Parallel Processing using AWS Batch

This directory contains an example of using RIOS with AWS Batch.

It is assumed that you already have a reasonable understanding of the AWS Batch system. Please ensure you understand the concepts used and the changes (and costs!) associated with these examples before you use them.

The helper scripts below assume RIOS is installed on the machine you are using them on. The CW_AWSBATCH compute worker kind is currently very entangled with these scripts, and depends on the AWS Batch environment having been created using these methods.

Files

  1. batch.yaml. CloudFormation script used by createbatch.py to create and modify the AWS assets needed. See the contents of this file for more information

  2. Dockerfile. An example Docker file for creating the ‘worker’ jobs. Built using Makefile.

  3. Makefile. Used to build the Dockerfile and push it to ECR. The CloudFormation needs to run first. The RIOS_AWSBATCH_REGION environment variable must be set to the current AWS Region first. Install optional packages that your function may need using the EXTRA_PACKAGES and PIP_PACKAGES environment variables.

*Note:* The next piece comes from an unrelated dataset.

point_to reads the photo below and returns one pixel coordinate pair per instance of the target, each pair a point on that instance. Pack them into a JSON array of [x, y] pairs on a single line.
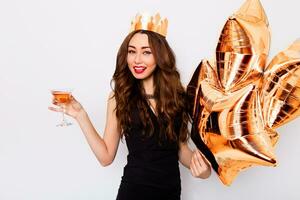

  4. createbatch.py. Used to create the AWS assets using the CloudFormation script batch.yaml. There is a --modify option to update the existing stack. See the output of createbatch.py -h for more information. The RIOS_AWSBATCH_REGION environment variable must be set to the current AWS Region first. Note also the --instancetype parameter. Specify optimal for x86 or one of the Gravitron types (eg m7g) for Gravitron. This must match the architecture of the Docker containers you are creating. By the default this is the architecture of the machine you are building, but can be altered by using the docker buildx command to perform cross compilation. See the Docker documentation for more information.

  5. deletebatch.py. Deletes the AWS Stack. Ensure you have removed all images from the ECR repositories first.

Main Script

While the Makefile (above) creates the worker Docker image in ECR, you will also need a Dockerfile for your “main” script (ie. the script that calls RIOS). Skip this step if you intend to run this script interactively, or through some other method that isn’t AWS Batch.

Once you have created the “worker” Docker image (via Makefile, above) we recommend a Dockerfile that starts with FROM rios. This will mean that your Docker image will already have RIOS and any optional packages you need. Then install any other packages your main script needs (but the workers do not) with the Docker RUN command. Lastly copy your script in (plus any other data you need) using the Docker COPY command and set your script as the default to run with the ENTRYPOINT command. This an example Dockerfile.main may look like this

FROM rios
RUN pip install pystac-client
RUN mkdir /usr/local/data
COPY mydata.gpkg /usr/local/data
COPY myscript.py /usr/local/bin
WORKDIR /usr/local/data
ENTRYPOINT ["/usr/bin/python3", "/usr/local/bin/myscript.py"]

Once successfully build you will need to push this Docker image to the riosecrmain repository already created by Cloudformation (above). An example shell script is below

docker build -f Dockerfile.main -t riosmain .
ECR_URL=${AWS_Account}.dkr.ecr.${AWS_Region}.amazonaws.com
aws ecr get-login-password --region ${AWS_Region} | docker login --username AWS --password-stdin ${ECR_URL}
docker tag riosmain ${ECR_URL}/riosecrmain:latest
docker push ${ECR_URL}/riosecrmain:latest

You will need to set the AWS_Account and AWS_Region environment variables as needed. Lastly, submit this main script to AWS Batch using either the AWS CLI or boto3 with Python. Unless you’ve made any modifications to the CloudFormation, the jobQueue will be riosJobQueue and the jobDefinition will be riosJobDefinitionMain.

This main script should then spawn other AWS Batch jobs that will stay running until the processing is finished.

Adapting to your own needs

The above is a simple way to get started with the AWS Batch support in RIOS. However it is likely that most users will need to run RIOS inside their own VPC. Doing so should be straightforward as long as the following steps are followed:

  1. To reduce confusion, create separate ECR repositories for the ‘main’ and worker jobs

#. Ensure that your jobs have internet access - this is needed for Batch jobs to start. It is recommended to have your jobs running in a private subnet as shown in the example stack. You will need a NAT for internet access in this situation. #. Create an S3 endpoint so that S3 access is free for your jobs. #. Ensure that your stack has the following outputs: BatchProcessingJobQueueName, BatchProcessingJobDefinitionName, BatchVCPUS and BatchMaxVCPUS. These should refer to the queue and job definition for the workers. #. Ensure the RIOS_AWSBATCH_STACK and RIOS_AWSBATCH_REGION environment variables are set in the main script so that RIOS can start the worker jobs using the above stack outputs. #. Ensure that the security group that your jobs run as (both worker and main) allows TCP traffic in the port range 30000-50000 from itself. Note this is not enabled in AWS by default. #. Ensure your main jobs have enough storage attached if writing large output files. #. Make sure you experiment with different EC2 instance types for your job. Performance and price will differ between these types.